Fernando de Jesus Rodrigues

Resumo


A partir das trajetórias de dois personagens – um de uma cena musical em Salvador e outro de Maceió – exploro o curso de diferenciação de suas posições e, assim, desenho aspectos da expansão de circuitos de diversão musical nas “periferias” dessas cidades. Destaco dois problemas: (i) as interpenetrações e tensões entre repertórios de gestos e símbolos e a diferenciação funcional de mercados religioso e diversional e (ii) a relação entre agentes culturais e os empreendimentos marcados por lógicas de poder típicas de mercados ilícitos e altamente criminalizados na construção dos espaços de lutas simbólicas nas “periferias”.
Palavras-chave: mercados culturais, periferias, trajetórias.

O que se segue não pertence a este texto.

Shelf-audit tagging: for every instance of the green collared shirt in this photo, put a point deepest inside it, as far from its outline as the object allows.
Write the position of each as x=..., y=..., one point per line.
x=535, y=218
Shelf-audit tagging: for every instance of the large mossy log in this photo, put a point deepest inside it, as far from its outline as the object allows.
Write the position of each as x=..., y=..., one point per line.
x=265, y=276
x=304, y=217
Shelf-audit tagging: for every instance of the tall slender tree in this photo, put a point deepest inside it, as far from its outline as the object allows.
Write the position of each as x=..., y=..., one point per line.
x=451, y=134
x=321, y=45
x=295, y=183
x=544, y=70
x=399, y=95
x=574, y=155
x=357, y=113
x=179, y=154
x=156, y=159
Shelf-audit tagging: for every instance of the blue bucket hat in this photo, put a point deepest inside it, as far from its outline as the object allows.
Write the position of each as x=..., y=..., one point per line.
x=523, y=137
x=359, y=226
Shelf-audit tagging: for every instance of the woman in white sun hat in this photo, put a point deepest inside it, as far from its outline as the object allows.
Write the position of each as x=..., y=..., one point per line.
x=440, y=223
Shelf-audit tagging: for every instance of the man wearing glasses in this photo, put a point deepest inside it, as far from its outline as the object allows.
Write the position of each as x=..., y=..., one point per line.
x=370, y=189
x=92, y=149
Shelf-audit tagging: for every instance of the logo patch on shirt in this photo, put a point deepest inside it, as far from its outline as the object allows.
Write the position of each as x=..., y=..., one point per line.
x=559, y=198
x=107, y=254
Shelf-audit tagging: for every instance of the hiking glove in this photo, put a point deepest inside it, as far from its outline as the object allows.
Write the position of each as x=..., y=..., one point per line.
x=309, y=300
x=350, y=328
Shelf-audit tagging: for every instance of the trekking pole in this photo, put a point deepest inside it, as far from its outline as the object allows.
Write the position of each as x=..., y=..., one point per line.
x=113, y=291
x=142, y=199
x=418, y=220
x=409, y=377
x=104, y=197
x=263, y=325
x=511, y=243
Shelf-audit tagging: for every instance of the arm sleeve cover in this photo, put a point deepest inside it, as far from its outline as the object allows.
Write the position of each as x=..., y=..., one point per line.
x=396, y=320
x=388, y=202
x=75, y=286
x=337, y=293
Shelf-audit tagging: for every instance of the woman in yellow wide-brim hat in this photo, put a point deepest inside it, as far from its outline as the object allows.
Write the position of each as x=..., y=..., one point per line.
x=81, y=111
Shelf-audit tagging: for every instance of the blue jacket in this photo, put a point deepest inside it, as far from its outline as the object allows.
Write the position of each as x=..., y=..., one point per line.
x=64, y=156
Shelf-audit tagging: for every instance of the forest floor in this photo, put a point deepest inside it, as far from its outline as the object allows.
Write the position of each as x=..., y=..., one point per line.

Introdução: duas cenas e dois problemas


Observei, anos atrás, um pequeno garoto tocando atabaque no terreiro
de Oxumarê, em Salvador. A vivacidade com que expressava os toques capturou  minha atenção por vários minutos. Mostrando um domínio “quase-natural” dos aguidavis3 ao extrair sons do couro do atabaque em uma cerimônia para o orixá Tempo, o vi passar os instrumentos, sem que a música cessasse, para um ogã--tocador que aparentava ser bem mais velho. Apesar de, naquele período, já ter visto umas duas dezenas de performances de alabês em diferentes terreiros de Salvador, aquele momento foi especialmente importante para reforçar a compreensão de aspecto de um fenômeno exterior ao candomblé que me interessava, qual seja, o crescimento da textura percussiva de matriz afro-baiana na música feita em Salvador a partir dos anos 70, expresso particularmente no sucesso das bandas de axé, nos anos 90, e das bandas de pagode, nos anos 2000.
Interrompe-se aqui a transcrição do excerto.